Never mind what that means. What their analysis showed them was that the change in the orbital period was 34.2 minutes, with a margin of uncertainty of just 0.1 minute. As things go, that’s a significant change—“a 3.5 s discrepancy", Swift and students remark, which magnitude statisticians will recognize—from the previously measured 32 minutes. And this was based on observations taken 20-30 days after the collision.

Why, Swift and students wanted to know, is the orbit of Dimorphos continuing to shorten? There was, they note, an observed decay in its motion already, before the collision. But that is “4 orders of magnitude too small to account for the difference we see". What else could account for the ongoing post-collision decay?

Well, could it be that ejecta? Estimates are that the collision expelled into space between 10 and 50 million kg of debris. This is less than 1% of the weight of Dimorphos itself—an estimated 5 billion kg. A tiny fraction. But if some of it lies directly in the path of Dimorphos, could the friction it causes slow the asteroid?
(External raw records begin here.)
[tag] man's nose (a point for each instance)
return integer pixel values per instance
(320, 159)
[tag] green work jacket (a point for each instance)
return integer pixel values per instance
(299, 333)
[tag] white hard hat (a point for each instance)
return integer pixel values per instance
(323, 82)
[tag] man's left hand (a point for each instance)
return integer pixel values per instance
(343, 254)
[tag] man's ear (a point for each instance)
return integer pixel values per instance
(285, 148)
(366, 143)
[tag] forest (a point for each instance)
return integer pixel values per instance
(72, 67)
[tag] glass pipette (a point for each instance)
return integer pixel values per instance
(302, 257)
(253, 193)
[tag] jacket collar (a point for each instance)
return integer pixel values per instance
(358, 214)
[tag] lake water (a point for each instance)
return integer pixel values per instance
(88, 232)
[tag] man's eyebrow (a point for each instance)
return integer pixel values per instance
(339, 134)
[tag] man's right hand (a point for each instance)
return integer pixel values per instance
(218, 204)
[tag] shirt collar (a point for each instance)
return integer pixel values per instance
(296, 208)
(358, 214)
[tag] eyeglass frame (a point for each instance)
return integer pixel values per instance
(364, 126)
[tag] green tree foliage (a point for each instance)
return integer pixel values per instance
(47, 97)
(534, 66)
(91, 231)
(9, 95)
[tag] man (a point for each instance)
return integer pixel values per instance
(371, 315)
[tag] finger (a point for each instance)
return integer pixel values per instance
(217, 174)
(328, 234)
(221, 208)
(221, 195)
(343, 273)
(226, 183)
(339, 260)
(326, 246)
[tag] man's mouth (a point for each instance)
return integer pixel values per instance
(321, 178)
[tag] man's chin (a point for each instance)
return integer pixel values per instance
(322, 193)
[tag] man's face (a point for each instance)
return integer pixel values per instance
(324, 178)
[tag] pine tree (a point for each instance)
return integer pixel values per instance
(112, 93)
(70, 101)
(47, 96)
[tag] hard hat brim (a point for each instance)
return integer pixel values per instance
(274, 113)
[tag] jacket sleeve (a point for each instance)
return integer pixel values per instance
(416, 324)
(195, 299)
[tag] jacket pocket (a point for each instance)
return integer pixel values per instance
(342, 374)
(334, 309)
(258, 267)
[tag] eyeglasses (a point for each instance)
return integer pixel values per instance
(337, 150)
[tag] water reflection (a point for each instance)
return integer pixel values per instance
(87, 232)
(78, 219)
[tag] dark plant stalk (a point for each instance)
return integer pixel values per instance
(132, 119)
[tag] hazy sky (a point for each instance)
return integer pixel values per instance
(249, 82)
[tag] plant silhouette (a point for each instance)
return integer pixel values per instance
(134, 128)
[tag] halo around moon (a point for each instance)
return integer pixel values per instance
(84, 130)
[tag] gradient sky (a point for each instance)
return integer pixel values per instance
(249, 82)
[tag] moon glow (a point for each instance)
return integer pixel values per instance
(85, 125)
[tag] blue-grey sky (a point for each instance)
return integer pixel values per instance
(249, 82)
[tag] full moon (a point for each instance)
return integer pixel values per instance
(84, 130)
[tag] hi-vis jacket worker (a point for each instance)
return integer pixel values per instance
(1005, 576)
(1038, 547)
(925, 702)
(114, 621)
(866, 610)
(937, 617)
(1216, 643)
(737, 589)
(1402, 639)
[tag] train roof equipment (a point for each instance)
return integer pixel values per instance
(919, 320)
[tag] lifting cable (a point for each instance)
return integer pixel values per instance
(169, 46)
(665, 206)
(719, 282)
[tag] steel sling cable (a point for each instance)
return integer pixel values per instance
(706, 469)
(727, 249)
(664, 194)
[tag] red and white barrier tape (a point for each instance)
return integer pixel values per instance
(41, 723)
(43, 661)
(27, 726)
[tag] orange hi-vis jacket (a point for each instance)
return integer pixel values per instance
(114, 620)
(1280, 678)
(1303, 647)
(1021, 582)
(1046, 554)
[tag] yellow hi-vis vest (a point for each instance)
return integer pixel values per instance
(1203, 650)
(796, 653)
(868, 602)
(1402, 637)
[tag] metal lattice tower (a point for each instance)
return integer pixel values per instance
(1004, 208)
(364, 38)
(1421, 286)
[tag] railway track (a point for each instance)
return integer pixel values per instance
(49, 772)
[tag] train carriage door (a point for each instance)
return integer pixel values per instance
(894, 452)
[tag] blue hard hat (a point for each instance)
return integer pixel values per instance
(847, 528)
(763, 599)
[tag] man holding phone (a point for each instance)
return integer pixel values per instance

Swift and students actually calculated how much debris there would need to be in the path of Dimorphos to account for the slowdown they observed: about 3 million kg. Certainly, then, there’s enough ejecta. But this still isn’t a likely explanation.

As Swift and students point out, the estimated speeds of the ejecta and the low escape velocity from Dimorphos mean that much of the debris would be quickly swept out of Dimorphos’s vicinity.

So what accounts for the shortening of the orbit? Answer: We don’t know. Maybe there’s a team of amateur astronomers in your vicinity, trying to find out.

Once a computer scientist, Dilip D’Souza now lives in Mumbai and writes for his dinners. His Twitter handle is @DeathEndsFun.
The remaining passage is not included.